This post is about learning spoken English fast, and not about becoming fluent in 10 or 30 days. I don’t want to disappoint you, but it’s nearly impossible to become fluent in 30 days.
Many who are advocating fluency in such short period either have different notion of fluency or aren’t being authentic. You don’t have to believe me on this. Just try those methods verbatim and see where you reach in 30 days.
(Please note, this post is specifically written for the situation where you don’t have the luxury of time and you want to expedite your learning process. However, if you don’t face the pressure of time, few steps mentioned in this post should ideally be tweaked, few dropped, and few added. Overall, the content would change little bit in that case.)
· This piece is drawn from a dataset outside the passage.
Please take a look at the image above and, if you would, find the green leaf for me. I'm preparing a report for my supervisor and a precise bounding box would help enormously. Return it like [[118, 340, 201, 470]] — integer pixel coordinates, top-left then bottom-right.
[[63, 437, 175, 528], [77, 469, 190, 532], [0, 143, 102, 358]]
Here are the steps you can take to speed up your spoken English skills:
1. Tailor your learning to the reason why you want to learn fast
For most, it’s a not-too-distant job interview.
For some, it could be an international travel, ranging from an exchange program to plain leisure travel.
If your reason is job interview, you can tailor your practice to accommodate what you’ll face in an interview. You can, for example, try to limit your responses in practice to 2-3 minutes; answer questions in a way where you first give brief background of the situation you handled, followed by your contribution, and the result or lessons drawn in the end; and you can even practice questions you’ll likely face in the interview.
If your reason is an exchange program, you can specifically practice ice-breaking questions and striking conversation with strangers.
There is so much you can cover in spoken English, but if you’re short on time, focus will help you get more bang for your buck.
2. Stoke your passion by knowing the ‘why’ behind your pursuit
It’s hard to put in the hours day in and day out over a long period with several dry spells of flat progress unless you’re super-motivated.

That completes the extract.